Setidak-tidaknya telah muncul beberapa paradigma pengembangan pendidikan, yaitu
paradigma formisme, mekanisme, dan organisme dalam perkembangan pemikiran pendidikan
islam. Dalam konteks ini, kita perlu melihat pendidikan sebagai bagian integral dari proses
pembangunan bangsa. Itu berarti, pendidikan hendaknya di bangun atas dasar paradigma
pendidikan yang jelas dan tepat. Katakan saja, ada empat pilar utama yang perlu diperhatikan
dalam membangun paradigma pendidikan, yaitu:

a. Pendidikan untuk semua masyarakat dalam arti cita-cita pembaruan tidak lain adalah
membangun masyarakat madani. Ini berarti, paradigma baru pendidikan islam
diarahkan kepada terbentukya msyarakat madani, dapat dirasakan seluruh lapisan
masyarakat, pendidikan berperan dalam membangun masyarakat madani yang
tumbuh atas kesadaran dan kebutuhan masyarakat akan pentingnya pendidikan akan
kelangsungan hidupnya, pendidikan harus berlangsung dari masyarakat,oleh
masyarakat, dan untuk seluruh masyarakat.

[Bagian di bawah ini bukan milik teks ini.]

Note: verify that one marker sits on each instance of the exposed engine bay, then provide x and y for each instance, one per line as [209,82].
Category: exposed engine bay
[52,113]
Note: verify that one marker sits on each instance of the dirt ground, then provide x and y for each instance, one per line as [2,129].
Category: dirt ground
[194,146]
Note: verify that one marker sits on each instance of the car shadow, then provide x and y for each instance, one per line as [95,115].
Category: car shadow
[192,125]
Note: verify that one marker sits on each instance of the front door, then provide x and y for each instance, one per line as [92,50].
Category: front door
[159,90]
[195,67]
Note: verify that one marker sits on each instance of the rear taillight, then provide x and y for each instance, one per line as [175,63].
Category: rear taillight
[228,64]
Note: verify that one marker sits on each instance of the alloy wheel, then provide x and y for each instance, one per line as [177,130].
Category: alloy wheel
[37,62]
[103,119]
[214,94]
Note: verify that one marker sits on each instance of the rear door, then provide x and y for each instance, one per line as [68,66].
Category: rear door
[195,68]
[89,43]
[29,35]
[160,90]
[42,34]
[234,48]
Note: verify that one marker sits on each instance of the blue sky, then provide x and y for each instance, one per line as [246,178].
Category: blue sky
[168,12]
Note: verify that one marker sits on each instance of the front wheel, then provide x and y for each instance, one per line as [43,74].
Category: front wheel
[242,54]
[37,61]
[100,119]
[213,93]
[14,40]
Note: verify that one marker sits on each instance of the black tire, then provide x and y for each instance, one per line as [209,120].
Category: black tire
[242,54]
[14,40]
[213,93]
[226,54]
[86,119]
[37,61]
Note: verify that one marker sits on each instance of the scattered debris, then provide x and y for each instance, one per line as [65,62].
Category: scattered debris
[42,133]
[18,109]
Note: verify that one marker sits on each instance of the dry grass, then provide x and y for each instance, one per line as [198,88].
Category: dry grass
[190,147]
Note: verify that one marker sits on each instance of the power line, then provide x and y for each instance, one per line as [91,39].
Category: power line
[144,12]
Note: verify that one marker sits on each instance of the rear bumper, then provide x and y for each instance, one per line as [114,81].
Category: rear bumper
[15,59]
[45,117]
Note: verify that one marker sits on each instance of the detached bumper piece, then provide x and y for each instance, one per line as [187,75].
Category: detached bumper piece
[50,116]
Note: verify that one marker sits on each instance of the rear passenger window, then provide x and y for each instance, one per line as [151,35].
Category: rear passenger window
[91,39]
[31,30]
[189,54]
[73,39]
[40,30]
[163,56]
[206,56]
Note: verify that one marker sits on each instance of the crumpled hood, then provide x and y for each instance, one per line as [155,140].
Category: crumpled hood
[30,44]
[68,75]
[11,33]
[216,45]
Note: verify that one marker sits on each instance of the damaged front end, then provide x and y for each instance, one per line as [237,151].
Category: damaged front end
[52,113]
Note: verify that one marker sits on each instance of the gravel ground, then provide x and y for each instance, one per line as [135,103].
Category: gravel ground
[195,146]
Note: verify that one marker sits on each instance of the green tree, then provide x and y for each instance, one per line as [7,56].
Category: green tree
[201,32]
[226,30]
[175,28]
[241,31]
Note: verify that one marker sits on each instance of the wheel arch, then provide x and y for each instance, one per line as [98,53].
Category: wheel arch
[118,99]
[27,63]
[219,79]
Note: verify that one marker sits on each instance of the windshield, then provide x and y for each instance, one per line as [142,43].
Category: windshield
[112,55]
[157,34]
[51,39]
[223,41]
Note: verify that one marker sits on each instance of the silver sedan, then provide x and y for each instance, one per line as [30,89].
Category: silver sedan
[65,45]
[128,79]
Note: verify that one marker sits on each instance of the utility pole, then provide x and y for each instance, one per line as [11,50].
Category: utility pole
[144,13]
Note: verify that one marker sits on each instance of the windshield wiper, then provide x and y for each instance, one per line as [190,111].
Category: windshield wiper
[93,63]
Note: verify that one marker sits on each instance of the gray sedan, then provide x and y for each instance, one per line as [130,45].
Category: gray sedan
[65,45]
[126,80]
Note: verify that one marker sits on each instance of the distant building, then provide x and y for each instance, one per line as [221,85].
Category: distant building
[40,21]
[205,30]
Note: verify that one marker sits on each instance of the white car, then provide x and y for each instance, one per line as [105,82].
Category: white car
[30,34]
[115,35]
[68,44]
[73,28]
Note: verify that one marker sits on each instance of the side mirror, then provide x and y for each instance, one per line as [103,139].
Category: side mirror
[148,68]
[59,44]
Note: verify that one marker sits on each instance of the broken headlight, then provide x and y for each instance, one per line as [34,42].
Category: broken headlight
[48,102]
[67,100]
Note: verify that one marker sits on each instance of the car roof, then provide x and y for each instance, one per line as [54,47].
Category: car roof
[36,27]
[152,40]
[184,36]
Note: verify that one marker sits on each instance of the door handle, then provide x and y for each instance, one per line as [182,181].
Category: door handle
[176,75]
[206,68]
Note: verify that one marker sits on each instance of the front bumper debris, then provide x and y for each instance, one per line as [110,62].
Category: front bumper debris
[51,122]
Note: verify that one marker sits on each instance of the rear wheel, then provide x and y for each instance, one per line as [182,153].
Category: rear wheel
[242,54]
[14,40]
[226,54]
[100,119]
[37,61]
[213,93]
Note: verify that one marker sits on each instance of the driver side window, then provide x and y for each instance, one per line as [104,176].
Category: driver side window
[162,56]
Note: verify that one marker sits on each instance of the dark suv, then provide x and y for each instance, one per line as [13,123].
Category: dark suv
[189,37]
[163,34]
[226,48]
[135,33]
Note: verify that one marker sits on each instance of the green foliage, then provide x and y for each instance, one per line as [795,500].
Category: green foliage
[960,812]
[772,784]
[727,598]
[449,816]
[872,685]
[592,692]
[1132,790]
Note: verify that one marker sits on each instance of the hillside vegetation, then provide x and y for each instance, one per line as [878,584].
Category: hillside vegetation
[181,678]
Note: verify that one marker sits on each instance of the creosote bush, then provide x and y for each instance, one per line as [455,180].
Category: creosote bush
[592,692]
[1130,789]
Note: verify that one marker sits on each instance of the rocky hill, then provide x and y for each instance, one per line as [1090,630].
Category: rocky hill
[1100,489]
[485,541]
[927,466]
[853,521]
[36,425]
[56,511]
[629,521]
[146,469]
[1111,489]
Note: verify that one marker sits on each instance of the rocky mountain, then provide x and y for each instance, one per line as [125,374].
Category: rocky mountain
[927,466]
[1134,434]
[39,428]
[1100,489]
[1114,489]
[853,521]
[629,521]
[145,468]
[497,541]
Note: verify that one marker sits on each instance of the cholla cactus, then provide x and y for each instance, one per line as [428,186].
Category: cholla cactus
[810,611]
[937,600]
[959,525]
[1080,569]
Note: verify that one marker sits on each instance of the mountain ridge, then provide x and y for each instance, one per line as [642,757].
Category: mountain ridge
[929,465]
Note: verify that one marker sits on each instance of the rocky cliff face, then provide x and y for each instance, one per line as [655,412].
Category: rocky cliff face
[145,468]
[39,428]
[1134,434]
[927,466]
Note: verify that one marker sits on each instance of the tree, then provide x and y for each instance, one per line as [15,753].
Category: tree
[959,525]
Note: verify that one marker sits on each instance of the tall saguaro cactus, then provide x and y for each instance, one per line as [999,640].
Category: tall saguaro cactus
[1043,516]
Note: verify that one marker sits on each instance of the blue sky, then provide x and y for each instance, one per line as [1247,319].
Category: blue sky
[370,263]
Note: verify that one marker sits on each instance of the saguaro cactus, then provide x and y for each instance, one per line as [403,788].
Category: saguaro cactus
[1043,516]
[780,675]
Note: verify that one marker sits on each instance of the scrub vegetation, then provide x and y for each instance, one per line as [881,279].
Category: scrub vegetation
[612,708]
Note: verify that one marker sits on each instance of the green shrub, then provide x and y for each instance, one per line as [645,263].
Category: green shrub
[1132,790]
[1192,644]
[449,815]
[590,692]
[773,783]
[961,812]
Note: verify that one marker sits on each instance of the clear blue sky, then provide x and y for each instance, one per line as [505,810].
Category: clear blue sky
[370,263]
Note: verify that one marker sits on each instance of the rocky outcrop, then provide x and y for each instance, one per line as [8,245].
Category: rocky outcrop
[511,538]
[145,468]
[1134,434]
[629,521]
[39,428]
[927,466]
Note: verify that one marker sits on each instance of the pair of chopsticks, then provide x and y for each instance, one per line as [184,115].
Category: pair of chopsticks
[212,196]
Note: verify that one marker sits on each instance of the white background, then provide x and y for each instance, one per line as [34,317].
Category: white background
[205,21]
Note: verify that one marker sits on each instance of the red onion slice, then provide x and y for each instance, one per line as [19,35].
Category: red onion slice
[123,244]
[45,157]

b. Pendidikan demokratis, proses pendidikan yang mampu mengembangkan seluruh
potensi peserta didik, model pendidikan yang dapat mengembangkan prinsib
demokratis.
c. Pendidikan bertumpu pada kebudayaan okal, kondisi pendidikan indonesia kurang
memperhatikan kebudayaan lokal, sebab faktor utamanya adalah sistem pendidikan
yang di terabkan lebih besifat “sentralistik”. Pendidikan sentralistik krang
mengakomodasi budaya adanyakebudayaan kebhinnekaan, sebab bangsa indonesia
teridiri atas berbagai pulau, kebiasaan, adat istiadat, agama, dan kebudayaan.
d. Pendidikn yang seimbang, pendidikan yang didesain antara amtak dan iptek,
pendidikan dapat dikonsepsikan sebagai aktualisasi nilai ilahi pada manusia, disusun
sebagai proses sepanjang hayat yang didasrkan pada pengalaman-pengalaman yang
berguna dari berbagai sumber, baik pengetahuamn teknologi,keterampilan, sikap,
didalam dan iluar sekolah.

Referensi :
Prof. H. Mahmud Yunus, sejarah pendidikan Islam, (Jakarta, Mutiara), hlm 10-12
B.J. Boland, pergumulan Islam di Indonesia, (jakarta, Grafiti Pers), hlm 117
Dr. Hujair AH. Sanaky, M.Si, Pembaruan Pendidikan Islam, (Sewon Bantul
Yogyakarta, Kaukaba), hlm 23-25
Umar, Eksistensi pendidikan Islam di Indonesia
Ta’dibuna, Sejarah Reformasi pendidikan Islam Indonesia, Vol. 8, No, 1 April, hlm.